Mr Rich had a criminal history laced with domestic violence related matters, including pushing his grandma one month prior to his death.
Ms Needham, SC, took the court through a timeline of the day of Brandon's death, including how the two police officers involved took handcuffs and batons, but not a taser, when they signed in for work at 6am on December 29, 2021.
The court was told that following an argument between Mr Rich and his grandmother Denise Rich early that morning, she left her house to go to Wellington police station, but with the station closed, she went to return home. When she saw police drive past her she flagged them down and asked them to visit her when they were finished with their current job.
At this time, Mr Rich had left his home and gone to visit his other grandmother in Wellington.
The court heard that at 11.51am police attended Ms Rich's home and were having a conversation with her on the front porch about taking out an apprehended violence order when Mr Rich returned.
Police wanted to take Mr Rich back to the station and allegedly tried to negotiate with him, but he refused.

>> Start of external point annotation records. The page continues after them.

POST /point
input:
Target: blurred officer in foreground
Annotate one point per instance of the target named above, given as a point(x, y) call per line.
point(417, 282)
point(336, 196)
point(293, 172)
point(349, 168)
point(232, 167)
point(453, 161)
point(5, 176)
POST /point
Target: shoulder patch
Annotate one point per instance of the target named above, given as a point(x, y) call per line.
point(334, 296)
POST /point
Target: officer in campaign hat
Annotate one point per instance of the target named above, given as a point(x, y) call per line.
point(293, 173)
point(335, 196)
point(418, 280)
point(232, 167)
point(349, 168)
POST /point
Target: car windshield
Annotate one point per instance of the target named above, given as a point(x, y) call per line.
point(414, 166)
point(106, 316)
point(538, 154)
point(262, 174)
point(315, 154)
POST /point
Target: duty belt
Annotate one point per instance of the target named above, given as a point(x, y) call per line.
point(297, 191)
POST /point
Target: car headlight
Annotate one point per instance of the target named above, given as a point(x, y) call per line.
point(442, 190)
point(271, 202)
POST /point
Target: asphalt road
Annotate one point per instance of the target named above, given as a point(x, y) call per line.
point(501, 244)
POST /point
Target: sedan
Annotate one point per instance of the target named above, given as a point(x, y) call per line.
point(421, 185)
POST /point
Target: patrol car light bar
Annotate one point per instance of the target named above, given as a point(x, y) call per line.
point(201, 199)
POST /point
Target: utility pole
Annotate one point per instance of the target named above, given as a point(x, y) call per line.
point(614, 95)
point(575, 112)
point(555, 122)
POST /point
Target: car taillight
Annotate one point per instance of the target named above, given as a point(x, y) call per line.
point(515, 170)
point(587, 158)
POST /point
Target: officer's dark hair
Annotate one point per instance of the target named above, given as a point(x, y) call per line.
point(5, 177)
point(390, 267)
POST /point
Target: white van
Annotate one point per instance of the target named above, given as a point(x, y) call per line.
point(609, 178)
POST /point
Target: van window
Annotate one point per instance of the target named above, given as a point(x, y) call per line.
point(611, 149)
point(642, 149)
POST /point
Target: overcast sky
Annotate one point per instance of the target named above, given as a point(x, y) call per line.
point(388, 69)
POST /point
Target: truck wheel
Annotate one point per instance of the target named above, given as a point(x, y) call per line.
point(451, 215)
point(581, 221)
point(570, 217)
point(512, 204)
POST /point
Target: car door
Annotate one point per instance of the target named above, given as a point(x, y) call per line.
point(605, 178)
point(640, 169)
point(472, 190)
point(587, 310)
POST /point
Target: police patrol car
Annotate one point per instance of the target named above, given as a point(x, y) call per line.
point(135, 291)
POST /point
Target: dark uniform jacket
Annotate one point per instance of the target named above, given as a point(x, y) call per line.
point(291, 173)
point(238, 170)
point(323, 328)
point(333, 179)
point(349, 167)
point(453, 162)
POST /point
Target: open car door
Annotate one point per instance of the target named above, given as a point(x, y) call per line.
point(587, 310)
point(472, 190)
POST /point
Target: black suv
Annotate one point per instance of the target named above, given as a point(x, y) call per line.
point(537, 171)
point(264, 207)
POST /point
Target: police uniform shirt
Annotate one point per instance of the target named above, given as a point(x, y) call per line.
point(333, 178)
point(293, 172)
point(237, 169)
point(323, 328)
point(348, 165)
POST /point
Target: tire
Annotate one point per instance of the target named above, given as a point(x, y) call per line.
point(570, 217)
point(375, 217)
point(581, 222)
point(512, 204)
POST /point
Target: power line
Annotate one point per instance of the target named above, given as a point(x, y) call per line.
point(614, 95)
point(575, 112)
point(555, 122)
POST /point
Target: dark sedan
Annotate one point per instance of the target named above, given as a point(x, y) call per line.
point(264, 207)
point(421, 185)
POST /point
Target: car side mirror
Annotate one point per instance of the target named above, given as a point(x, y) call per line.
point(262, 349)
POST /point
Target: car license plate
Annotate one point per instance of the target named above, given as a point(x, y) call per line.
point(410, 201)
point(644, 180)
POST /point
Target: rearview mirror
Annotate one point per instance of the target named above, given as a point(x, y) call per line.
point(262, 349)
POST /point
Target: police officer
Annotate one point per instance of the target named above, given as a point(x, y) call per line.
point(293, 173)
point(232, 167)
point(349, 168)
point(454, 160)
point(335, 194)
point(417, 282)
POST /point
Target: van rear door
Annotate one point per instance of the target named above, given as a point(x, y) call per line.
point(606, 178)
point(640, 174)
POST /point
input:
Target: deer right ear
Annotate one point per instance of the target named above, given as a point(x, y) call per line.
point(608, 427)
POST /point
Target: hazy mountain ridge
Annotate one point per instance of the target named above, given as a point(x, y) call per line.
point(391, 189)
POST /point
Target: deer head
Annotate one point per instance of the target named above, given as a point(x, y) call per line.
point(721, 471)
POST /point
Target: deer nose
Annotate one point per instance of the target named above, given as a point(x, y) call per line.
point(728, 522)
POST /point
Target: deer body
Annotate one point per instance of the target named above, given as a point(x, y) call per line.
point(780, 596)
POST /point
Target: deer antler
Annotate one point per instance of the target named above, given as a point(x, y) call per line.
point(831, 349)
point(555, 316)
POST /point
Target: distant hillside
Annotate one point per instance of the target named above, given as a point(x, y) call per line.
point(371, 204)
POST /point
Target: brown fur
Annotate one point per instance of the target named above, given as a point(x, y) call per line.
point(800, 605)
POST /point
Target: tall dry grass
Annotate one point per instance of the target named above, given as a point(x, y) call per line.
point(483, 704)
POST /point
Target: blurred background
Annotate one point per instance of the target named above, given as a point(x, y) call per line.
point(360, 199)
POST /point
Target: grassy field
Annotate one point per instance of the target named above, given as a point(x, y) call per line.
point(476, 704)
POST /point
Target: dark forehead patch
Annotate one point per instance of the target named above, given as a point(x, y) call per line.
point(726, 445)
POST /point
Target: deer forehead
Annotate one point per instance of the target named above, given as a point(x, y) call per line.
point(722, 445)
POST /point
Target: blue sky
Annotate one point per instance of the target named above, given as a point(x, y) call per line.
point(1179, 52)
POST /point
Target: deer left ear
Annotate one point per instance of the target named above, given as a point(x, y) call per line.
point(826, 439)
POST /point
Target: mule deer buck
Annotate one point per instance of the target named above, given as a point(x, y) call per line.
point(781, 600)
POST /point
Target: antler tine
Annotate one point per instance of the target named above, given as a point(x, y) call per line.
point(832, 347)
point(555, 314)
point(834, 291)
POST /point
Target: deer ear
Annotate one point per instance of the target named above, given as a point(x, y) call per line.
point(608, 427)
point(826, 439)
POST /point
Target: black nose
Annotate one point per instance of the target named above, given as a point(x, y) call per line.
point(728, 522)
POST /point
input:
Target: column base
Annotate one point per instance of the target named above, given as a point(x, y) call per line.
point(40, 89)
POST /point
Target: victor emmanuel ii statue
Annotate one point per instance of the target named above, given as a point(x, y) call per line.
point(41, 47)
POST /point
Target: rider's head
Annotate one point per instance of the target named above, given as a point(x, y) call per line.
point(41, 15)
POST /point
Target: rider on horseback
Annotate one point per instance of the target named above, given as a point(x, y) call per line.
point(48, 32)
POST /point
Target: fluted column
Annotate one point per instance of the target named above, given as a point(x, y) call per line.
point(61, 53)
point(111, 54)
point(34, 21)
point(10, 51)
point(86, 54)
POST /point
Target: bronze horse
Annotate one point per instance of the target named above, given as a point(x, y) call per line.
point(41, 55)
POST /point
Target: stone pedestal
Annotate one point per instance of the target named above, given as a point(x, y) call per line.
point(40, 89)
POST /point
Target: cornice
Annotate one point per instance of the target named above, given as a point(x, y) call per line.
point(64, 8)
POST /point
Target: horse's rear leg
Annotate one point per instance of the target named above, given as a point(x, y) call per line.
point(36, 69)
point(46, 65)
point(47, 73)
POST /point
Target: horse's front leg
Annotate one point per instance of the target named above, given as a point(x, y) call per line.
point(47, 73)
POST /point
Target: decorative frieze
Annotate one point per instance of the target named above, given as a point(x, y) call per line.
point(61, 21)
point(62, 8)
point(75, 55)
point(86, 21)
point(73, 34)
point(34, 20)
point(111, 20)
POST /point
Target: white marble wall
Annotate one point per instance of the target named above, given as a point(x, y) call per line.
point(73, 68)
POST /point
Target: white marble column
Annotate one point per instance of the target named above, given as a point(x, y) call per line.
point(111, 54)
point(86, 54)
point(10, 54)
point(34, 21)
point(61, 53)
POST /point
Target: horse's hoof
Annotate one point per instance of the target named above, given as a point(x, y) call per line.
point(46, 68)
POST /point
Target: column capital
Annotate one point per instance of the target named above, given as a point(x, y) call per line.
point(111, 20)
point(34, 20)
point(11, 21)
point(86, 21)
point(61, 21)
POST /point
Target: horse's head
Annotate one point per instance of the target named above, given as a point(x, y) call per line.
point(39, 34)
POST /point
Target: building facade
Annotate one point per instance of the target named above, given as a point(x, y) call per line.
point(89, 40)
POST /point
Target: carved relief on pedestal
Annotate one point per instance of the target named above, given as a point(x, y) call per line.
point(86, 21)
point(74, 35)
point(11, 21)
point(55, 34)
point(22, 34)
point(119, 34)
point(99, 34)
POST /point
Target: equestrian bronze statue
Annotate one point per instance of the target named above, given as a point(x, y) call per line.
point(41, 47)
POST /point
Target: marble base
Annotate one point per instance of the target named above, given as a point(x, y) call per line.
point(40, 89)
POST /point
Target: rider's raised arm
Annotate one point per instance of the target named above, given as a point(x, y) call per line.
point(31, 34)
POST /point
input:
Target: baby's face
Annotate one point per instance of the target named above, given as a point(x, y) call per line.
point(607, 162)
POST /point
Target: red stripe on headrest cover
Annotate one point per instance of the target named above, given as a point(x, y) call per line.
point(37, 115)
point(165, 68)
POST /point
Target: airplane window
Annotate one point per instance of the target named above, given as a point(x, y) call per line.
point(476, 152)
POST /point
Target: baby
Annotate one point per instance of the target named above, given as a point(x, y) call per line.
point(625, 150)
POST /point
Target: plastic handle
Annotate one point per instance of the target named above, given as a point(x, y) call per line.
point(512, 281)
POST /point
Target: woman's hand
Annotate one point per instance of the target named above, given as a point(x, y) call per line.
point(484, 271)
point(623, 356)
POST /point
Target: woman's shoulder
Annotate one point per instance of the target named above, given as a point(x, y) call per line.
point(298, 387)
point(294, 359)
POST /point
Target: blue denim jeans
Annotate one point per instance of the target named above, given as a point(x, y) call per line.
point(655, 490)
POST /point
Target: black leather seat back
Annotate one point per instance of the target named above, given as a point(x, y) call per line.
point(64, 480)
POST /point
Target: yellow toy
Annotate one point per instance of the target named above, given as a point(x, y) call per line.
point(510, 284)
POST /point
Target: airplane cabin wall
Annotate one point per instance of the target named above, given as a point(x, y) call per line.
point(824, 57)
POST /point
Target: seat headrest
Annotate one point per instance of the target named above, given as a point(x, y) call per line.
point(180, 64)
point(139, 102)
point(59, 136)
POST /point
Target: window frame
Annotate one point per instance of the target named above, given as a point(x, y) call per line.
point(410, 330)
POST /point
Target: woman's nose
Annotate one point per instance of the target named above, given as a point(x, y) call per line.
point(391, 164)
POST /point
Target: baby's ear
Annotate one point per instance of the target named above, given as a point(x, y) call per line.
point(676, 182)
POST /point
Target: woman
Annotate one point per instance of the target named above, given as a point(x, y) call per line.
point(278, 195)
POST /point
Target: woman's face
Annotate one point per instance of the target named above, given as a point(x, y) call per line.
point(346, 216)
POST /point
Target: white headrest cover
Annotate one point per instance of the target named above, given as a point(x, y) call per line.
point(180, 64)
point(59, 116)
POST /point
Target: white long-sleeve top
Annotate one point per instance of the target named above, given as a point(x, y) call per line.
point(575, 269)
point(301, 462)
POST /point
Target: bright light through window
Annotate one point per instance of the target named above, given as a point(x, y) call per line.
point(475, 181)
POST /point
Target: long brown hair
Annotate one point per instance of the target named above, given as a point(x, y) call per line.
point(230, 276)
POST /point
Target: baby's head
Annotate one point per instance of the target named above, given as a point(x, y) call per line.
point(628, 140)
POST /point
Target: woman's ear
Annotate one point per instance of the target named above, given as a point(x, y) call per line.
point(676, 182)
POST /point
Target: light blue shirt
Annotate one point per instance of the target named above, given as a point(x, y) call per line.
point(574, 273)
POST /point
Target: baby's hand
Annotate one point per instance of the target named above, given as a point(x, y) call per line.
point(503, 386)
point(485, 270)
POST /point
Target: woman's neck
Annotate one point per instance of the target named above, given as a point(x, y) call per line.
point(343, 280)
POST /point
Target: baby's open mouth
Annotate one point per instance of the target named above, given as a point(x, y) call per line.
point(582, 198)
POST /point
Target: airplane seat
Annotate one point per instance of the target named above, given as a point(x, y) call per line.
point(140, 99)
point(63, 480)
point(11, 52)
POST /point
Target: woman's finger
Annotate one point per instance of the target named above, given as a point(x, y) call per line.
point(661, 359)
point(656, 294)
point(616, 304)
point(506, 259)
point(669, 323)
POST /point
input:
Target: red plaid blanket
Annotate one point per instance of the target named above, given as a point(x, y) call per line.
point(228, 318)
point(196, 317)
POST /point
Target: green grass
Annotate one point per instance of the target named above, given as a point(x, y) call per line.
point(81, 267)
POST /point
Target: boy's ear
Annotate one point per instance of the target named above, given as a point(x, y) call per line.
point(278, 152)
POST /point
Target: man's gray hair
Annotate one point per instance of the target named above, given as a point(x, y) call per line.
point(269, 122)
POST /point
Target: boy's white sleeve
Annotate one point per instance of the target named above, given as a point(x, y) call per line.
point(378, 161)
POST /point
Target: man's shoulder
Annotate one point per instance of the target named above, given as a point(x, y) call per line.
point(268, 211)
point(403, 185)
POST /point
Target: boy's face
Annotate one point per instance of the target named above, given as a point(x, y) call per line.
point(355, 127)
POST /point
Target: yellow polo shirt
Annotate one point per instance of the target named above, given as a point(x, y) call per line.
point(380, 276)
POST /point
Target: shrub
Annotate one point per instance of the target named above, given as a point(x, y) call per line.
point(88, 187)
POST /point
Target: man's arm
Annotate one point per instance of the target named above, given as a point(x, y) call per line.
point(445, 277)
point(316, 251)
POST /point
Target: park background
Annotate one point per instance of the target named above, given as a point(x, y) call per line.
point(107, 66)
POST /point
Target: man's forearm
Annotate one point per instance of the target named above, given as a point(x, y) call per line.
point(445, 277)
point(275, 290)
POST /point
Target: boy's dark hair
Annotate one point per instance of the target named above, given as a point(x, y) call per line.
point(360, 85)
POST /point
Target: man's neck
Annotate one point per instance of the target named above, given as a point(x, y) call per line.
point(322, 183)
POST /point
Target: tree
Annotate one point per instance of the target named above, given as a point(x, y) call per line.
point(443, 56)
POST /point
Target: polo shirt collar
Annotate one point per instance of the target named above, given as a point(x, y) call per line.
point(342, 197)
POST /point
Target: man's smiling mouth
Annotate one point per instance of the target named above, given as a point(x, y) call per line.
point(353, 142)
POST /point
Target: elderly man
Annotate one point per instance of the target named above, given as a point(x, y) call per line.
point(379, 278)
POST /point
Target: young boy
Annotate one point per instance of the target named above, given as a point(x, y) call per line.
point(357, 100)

He allegedly ran away from police into the house where he tried to close the door on them.
Allegedly there was an altercation where a police officer used capsicum spray before Mr Rich abandoned the door and ran into the bathroom and attempted to escape via the bathroom window.
Unable to exit the window, Mr Rich was brought back into the corridor of the house, where police have tried to "control" him, by calling for back up by more officers.
The court heard three officers "wrestled" Mr Rich outside the bathroom, with one officer using a baton on his legs.
Ms Needham, SC, said the court will hear about attempts to handcuff Mr Rich, and how one officer observed he wasn't breathing and promptly removed the handcuffs.
Over police radio, officers were told "he's not breathing", before an officer started CPR and an ambulance was dispatched.
Paramedics attempted to revive Brandon, before taking him to Wellington Hospital where he died.
Listening to the opening statement, Mr Rich's mother burst into tears, holding her partner's hand while her daughter offered her comfort.
On Monday, December 20, Magistrate Grahame visited the house where Mr Rich's death occurred, to gain a better understanding of what legal representatives would be speaking about.
The inquest, which began on Monday, November 20, will resume at the Coroners Court in Dubbo on Tuesday at 10am.
It is expected to run for up to two weeks.